もにゃもにゃと言う光に何て言おうか、崇文が口を開けかけるよりも早く、光はバッと顔をあげると早口でまくし立て始めた。勢いでやり過ごすつもり感が満載である。

「いいじゃん。今度買ってやろうか」
「・・・うん、まぁ、あるんだけど」
「あんのかよ」

放り出した鞄を雑に引き寄せて、光はペンケースを取り出した。その中からさらに出したのは、赤色とオレンジ色の中間色のような、はつらつとした色のグロスだった。
文房具じゃねぇんだからというツッコミは置いといて、崇文は口角をいやらしく上げて手を伸ばす。

「貸して。

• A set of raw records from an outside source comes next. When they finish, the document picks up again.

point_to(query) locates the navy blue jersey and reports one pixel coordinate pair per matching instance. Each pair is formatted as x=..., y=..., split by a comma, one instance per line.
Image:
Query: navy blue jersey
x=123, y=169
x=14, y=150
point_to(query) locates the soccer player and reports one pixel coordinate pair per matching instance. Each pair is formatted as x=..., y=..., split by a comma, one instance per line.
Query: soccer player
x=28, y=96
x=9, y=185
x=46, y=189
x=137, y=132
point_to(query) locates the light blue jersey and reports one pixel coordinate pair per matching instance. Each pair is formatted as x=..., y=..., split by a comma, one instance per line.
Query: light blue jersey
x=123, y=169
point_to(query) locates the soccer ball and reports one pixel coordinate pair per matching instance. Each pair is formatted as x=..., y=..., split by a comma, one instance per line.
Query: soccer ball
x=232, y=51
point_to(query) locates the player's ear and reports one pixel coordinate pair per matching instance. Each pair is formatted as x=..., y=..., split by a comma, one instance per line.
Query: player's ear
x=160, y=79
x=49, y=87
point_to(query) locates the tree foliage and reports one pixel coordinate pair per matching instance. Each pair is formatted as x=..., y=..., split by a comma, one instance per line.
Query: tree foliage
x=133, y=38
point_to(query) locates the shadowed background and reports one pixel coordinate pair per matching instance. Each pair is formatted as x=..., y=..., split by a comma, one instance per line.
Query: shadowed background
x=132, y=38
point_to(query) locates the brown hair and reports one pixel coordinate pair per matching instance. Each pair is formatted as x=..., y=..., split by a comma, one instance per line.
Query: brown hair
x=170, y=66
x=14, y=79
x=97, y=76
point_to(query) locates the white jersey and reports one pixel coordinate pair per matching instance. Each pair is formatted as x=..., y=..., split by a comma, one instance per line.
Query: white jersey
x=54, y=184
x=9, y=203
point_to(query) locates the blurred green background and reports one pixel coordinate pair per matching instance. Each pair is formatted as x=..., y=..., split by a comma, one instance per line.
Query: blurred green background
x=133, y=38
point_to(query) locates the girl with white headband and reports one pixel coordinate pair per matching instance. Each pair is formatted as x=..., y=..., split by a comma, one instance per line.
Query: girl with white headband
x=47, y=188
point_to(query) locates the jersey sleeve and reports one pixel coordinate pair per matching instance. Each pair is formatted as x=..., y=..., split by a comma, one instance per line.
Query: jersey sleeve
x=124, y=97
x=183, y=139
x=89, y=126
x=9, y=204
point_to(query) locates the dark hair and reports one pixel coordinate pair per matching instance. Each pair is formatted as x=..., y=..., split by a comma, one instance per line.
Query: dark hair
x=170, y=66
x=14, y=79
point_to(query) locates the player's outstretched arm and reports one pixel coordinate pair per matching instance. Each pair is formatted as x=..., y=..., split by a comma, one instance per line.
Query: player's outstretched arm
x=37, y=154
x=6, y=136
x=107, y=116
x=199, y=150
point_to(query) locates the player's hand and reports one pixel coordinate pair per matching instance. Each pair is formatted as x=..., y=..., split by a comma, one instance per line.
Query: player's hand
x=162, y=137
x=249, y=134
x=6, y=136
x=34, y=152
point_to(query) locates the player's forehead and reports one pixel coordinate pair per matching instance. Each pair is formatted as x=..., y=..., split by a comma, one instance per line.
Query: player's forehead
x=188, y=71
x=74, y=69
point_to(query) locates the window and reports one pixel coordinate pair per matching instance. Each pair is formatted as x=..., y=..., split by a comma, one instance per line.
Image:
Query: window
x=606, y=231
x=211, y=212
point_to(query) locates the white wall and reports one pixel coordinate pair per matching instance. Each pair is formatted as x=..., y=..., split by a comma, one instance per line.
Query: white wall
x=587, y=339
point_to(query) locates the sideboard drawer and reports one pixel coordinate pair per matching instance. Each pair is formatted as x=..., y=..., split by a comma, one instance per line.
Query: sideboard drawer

塗りてぇ」

フィルムをはずし、キャップを抜けば、先端のチップにはトロリとした液体と微かな甘い香りがまとわりついた。
崇文に差し出して、大人しく正面で口を閉じてるあたり、いとこの発言に光も思うところがあるのだろう。
塗り方なんて解らないので、適当に光の唇にペタペタ塗っていく。唇のラインからはみ出てないし、塗りすぎた感はあるが、いい感じにぽってりとついたことに満足してから光の顔全体を見る。

「・・・ふっ」
正直笑えた。

「笑うな!」
そして笑われるのも予定の範囲内だ。

「くそ、するんじゃなかった」

ペロリとグロスのついた唇を舐めたが、慣れない人工的な香りとベタつきが鼻につき、すぐに「おぇっ」と舌を出す。

「そーだな」

今だ小さく笑い続ける崇文は無視してティッシュに手を伸ばすと、その手を掴まれて再び、しかし次は優しく、床に転がされた。

「いつものがいいな」

グロスを舐めるよりも食べるように噛みつかれた唇は、これはこれで盛り上がって結果オーライ?と浮かんだ光の疑問ごと、あっという間に崇文によって食べられた。


ちなみに。
クレンジングでしっかりオフすると言うのは失念していた為、長いキスが終わった双方の唇がグロスでベッタリだったのは互いに笑い話である。




おわり



バカみたいにイチャイチャ転げ回ってるのが好きです。